Non ci siamo mai sentiti soli, mai abbandonati, mai ingannati, anzi incoraggiati a tener duro, mai la speranza ci è stata rubata, anche nei momenti finali. Ho imparato cose che altrimenti non avrei mai imparato. Il tempo che si dilata e che perde i confini, un tempo senza tempo. Un’avventura sì dolorosa, ma che ci ha permesso, sembra folle dirlo, di approfondire il nostro amore, la nostra condivisione di tutto, di vivere una così grande difficile battaglia in modo molto bello e pieno di poesia, dove le parole alla fine non contano, contano sguardi, gesti, sorrisi. E questo grazie alle persone meravigliose dell’ANT che abbiamo conosciuto; senza di loro ci saremmo smarriti.

Ho nel cuore in particolare il dottore che ha seguito Enrico e che ha affrontato un compito arduo in modo semplice e diretto, con grande intelligenza, competenza, professionalità, sincerità, capacità di entrare nell’animo più intimo in modo umano, quasi prevenendo, salvaguardando la dignità dell’interlocutore, stemperando col sorriso, con la battuta, dando qualcosa di sé ogni volta e giungendo a ottenere una totale fiducia.

Enrico non aveva un carattere facile, ma con una sensibilità particolare, purezza profonda e onestà più che cristallina, senza tante storie, apprezzava e stimava molto il dottore, “un grande vero signore” diceva.
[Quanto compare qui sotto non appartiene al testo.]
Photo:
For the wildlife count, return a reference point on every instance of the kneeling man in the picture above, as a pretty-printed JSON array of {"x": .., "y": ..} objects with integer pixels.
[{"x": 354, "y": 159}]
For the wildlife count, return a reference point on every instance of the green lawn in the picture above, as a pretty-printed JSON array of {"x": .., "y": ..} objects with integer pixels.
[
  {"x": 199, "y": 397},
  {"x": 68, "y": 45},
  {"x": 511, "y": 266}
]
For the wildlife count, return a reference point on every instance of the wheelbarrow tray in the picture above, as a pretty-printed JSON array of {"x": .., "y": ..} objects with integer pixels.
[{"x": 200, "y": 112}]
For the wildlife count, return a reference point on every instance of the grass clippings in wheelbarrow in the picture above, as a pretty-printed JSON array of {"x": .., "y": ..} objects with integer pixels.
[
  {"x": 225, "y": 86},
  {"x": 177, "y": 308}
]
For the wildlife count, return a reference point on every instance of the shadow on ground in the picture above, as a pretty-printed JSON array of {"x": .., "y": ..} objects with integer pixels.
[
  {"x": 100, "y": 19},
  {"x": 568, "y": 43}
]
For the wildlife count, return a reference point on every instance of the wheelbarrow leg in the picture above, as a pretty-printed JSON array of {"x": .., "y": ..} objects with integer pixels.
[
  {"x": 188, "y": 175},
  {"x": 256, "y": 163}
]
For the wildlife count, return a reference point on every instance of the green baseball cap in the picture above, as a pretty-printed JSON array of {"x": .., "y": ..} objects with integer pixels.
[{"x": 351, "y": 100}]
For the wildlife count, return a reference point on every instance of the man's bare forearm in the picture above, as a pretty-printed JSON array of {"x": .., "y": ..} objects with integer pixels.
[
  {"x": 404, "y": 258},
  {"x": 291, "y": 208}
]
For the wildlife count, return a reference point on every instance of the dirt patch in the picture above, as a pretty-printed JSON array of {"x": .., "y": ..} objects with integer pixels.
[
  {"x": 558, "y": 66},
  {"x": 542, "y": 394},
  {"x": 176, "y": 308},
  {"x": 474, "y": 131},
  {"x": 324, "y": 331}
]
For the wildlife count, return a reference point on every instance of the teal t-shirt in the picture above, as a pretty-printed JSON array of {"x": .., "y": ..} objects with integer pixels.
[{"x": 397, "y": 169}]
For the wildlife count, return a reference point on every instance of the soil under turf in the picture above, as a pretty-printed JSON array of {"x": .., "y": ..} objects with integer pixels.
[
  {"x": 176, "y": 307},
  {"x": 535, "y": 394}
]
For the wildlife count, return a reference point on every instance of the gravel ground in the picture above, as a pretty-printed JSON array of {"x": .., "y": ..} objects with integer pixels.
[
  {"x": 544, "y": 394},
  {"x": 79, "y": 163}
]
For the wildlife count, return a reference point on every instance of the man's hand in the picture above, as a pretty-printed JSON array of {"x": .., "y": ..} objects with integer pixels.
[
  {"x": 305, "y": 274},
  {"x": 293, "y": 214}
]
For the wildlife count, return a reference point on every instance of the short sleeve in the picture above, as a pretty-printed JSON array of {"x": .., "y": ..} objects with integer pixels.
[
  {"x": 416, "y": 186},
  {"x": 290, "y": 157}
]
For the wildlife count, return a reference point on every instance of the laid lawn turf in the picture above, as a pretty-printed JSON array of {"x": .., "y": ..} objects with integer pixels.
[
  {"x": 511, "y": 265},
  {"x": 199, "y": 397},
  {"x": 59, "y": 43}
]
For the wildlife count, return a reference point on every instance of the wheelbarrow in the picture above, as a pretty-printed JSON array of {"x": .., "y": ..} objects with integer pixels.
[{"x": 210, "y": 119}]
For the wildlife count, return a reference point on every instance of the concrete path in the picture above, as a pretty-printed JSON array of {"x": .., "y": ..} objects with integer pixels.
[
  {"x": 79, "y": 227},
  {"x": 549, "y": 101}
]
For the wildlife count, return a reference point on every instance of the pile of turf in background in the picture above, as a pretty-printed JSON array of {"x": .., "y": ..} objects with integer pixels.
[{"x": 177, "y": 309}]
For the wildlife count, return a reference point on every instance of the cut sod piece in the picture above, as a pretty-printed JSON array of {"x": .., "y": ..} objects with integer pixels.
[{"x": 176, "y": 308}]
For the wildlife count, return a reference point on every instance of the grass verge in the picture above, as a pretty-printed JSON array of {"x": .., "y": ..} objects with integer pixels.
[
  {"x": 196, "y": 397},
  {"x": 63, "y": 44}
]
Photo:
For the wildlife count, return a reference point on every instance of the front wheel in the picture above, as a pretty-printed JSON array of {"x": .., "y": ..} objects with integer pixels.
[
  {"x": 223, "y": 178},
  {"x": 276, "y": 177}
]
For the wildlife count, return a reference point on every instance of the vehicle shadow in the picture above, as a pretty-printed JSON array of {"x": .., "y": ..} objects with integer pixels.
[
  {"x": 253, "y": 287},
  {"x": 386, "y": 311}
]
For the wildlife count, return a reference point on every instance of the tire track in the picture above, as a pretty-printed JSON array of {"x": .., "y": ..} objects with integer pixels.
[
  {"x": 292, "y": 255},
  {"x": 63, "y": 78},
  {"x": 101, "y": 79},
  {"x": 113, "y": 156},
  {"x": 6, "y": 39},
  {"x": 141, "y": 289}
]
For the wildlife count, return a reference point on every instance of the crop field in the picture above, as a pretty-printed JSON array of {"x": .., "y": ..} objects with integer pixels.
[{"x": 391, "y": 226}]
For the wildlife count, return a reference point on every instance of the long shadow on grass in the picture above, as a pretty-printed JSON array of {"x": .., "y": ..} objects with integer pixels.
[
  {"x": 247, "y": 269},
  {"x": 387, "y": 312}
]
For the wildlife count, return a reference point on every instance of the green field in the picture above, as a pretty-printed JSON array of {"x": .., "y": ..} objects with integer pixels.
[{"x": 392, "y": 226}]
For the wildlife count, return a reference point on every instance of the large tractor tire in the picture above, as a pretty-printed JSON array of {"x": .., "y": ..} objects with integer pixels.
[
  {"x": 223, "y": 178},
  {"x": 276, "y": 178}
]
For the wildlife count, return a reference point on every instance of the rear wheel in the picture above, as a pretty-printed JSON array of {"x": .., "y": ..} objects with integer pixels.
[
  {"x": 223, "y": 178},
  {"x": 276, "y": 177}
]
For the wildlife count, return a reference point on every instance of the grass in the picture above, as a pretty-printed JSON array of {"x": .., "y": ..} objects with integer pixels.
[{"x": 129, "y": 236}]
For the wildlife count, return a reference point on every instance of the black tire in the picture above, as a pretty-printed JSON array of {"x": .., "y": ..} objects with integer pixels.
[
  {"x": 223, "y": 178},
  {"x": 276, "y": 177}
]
Se per qualche giorno non lo vedevamo, ci mancava la sua presenza, la sua autenticità, la signorilità del suo tratto, del gesto, della parola, del suo conforto mai compassionevole, ma autentico. L’infermiera mi ha insegnato a medicare, a fare iniezioni, sempre pronta, capace di dare sicurezza, sempre con grande delicatezza e riguardo, in punta di piedi. Una persona preziosa. Come avremmo fatto senza di loro? Ora quasi mi mancano.

Questi mesi mi hanno cambiato. Parlare solo non serve. Ora devo trovare un senso alla sofferenza di Enrico, perché so quanto è  importante non sentirsi soli, sballottati e di fronte a qualcosa che è più grande di te e che non sai, non puoi gestire e quanto è importante che non ci si perda.